Digital Finance has Thrived in COMESA Region During COVID-19 Pandemic

The growth of digital finance in the COMESA region has deepened financial inclusion of millions of people, households and firms thus cushioning them against the negative effects of the COVID-19 pandemic.

According to a report prepared by Senior Economist at the COMESA Monetary Institute, Dr Lucas Njoroge, digital finance, driven by mobile money and agent banking,  has proven critical during the pandemic in reaching the poor in different social economic conditions.


These has enabled millions of previously unbanked individuals, households and small and medium scale enterprises, offering affordable, instant, reliable services on payments, savings, credit, and insurance services, among other services,” he noted.


In his paper  titled ‘Financial Inclusion and COVID-19 in the COMESA Region Dr Njoroge noted that individuals and firms have been empowered to maximize their potential by increasing access to adequate financial services, thereby allowing them to make optimal decisions to enhance lives and livelihoods in the midst of disruption.

According to the World Bank, financial inclusion is the access to and use of formal financial services and an important factor for economic development since it enhances equitable access to finance and consequently economic opportunities.

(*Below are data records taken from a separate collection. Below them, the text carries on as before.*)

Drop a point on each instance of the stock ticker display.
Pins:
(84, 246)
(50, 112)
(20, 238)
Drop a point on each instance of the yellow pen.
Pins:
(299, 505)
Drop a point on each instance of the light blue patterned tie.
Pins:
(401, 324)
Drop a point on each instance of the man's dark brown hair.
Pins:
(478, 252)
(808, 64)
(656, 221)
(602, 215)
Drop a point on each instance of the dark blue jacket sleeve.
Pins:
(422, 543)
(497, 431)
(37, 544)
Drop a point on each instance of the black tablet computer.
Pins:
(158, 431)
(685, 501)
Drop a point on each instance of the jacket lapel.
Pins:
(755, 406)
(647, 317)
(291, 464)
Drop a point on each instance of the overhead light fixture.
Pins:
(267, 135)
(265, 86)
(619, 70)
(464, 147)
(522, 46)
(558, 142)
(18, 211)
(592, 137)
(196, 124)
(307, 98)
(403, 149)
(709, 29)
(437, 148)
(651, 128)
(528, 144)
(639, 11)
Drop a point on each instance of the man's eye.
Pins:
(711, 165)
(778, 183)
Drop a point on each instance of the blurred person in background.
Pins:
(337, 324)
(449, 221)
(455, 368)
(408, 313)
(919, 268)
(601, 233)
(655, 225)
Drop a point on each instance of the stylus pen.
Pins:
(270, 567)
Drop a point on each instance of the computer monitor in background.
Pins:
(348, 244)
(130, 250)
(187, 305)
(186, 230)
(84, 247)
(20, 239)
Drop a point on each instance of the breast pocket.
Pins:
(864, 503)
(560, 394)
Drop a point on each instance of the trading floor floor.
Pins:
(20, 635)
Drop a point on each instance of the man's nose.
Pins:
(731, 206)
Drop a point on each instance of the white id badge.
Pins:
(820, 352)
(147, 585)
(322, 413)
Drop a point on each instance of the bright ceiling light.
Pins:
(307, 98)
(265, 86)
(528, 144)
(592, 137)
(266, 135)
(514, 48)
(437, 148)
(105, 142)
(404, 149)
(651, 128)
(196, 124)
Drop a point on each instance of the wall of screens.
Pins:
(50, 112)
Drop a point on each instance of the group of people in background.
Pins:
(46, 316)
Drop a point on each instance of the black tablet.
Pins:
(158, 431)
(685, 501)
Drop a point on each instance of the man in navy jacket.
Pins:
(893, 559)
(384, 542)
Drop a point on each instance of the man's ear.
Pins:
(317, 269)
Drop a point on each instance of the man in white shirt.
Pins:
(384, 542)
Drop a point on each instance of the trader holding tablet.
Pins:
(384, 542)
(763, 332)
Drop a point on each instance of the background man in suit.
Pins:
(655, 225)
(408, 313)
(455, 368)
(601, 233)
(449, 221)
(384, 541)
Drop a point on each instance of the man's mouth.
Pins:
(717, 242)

Based on the most recent data from the World Bank (2018), COMESA region has experienced a faster pace of financial inclusion, surpassing Sub-Saharan Africa average. The number of financially included in COMESA has more than doubled in the last decade, from 23% in 2011 to 32% in 2014 and further to 48% in 2017.

Some of the measures that have enhanced financial inclusion during the COVID-19 pandemic in the COMESA States includes the introduction of cash transfers to the poor through mobile money cash transfers, encouraging cashless payment and scrapping transaction fees between banks and Telcos for values of less than or equal to $10 dollars.

Dr Njoroge noted that these measures have ensured the survival of the affected financial inclusion stakeholders.


The use of online banking, prepaid cards and mobile wallets have offered benefits of convenience, speed, security and affordable pricing that did not exist with traditional banking….at the same time allowing social distancing which is very important for containing the spread of COVID-19,” states Dr Njoroge.


On the flip side, he noted there is still much to be done on deepening financial inclusion. Among these are low levels of financial literacy that exist in most COMESA countries and tradition.

“There is also a huge challenge to convince customers to change from their traditional ways of accessing and using financial services,” Dr Njoroge says. “Perceptions of risk, lack of consumer protection or technology failure have tended to reinforce mistrust which can only be addressed through financial education and awareness.”

Among policy recommendations in the paper is to encourage digital financial services is through public awareness and financial literacy among end-users and to demystify adopting digital financial technology. This is in addition to reducing tariffs on digital services to increase the number of users and addressing concerns of trust, regulation, financial capabilities, compliance and interoperability.